El poeta toma a tientas interior, un poco de cada ala cubierta en la jaula donde a las aves se les ha inventado la noche arropándolas con el delantal otrora trapo, oloroso a maíz del budare. Queda el rayo de lata asardinada para defensa y desamparo. Brilla solitario en la cocina, a un lado de las topias, esperando del poeta el significado que hereda la noche en las paredes.
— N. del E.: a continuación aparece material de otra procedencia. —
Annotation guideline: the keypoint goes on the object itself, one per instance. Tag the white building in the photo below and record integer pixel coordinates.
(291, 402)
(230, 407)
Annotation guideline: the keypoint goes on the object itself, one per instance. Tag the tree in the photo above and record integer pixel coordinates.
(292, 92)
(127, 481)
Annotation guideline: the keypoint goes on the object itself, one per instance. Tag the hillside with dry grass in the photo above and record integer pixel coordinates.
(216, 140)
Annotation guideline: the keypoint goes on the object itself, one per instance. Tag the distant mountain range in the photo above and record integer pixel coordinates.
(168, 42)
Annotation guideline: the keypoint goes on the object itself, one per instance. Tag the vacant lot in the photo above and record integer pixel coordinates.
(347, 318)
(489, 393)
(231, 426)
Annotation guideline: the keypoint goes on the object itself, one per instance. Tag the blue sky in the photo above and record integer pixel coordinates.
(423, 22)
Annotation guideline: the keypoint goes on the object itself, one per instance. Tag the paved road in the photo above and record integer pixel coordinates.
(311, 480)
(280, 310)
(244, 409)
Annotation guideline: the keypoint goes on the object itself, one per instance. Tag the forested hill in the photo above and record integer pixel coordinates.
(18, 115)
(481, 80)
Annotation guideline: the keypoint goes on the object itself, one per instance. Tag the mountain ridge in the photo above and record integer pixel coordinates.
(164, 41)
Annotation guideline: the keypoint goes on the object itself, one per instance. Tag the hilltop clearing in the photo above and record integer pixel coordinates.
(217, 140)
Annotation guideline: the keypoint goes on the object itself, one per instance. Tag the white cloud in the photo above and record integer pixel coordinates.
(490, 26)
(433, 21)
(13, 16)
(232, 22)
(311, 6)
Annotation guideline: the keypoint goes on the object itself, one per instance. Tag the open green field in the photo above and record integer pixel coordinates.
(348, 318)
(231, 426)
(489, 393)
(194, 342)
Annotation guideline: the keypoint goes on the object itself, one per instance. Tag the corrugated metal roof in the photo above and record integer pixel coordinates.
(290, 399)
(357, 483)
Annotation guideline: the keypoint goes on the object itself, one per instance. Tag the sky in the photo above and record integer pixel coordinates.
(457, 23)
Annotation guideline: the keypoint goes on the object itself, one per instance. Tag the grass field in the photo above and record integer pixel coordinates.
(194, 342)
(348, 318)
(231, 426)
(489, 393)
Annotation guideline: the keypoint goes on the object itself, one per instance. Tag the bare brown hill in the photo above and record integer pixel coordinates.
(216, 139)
En el contexto de la calle nada le es ajeno. La rocola llega al oído hablando de la historia. Vuela a pelo el poeta en la página al lugar donde se repite el ritmo de una frase, y la poesía hace su agosto con la misma gente y sus olvidos. El botiquín resuena los recuentos, mientras va rimando la mancornadora su calandria, y en una mesa falsa por descuido cae un trago y efervese. Solo el nido en un rincón del alba no acusa recibo del tiempo de la espera; resiste como una vieja casa parada sobre sus adoquines de barro. Otra mesa, vestida con mantel a cuadros y colores, hizo de centro el soponcio de una mujer antigua, en la hora de un dado que salta el azar de un verso, y guarda una débil brasa abrigada en la ceniza y el poema.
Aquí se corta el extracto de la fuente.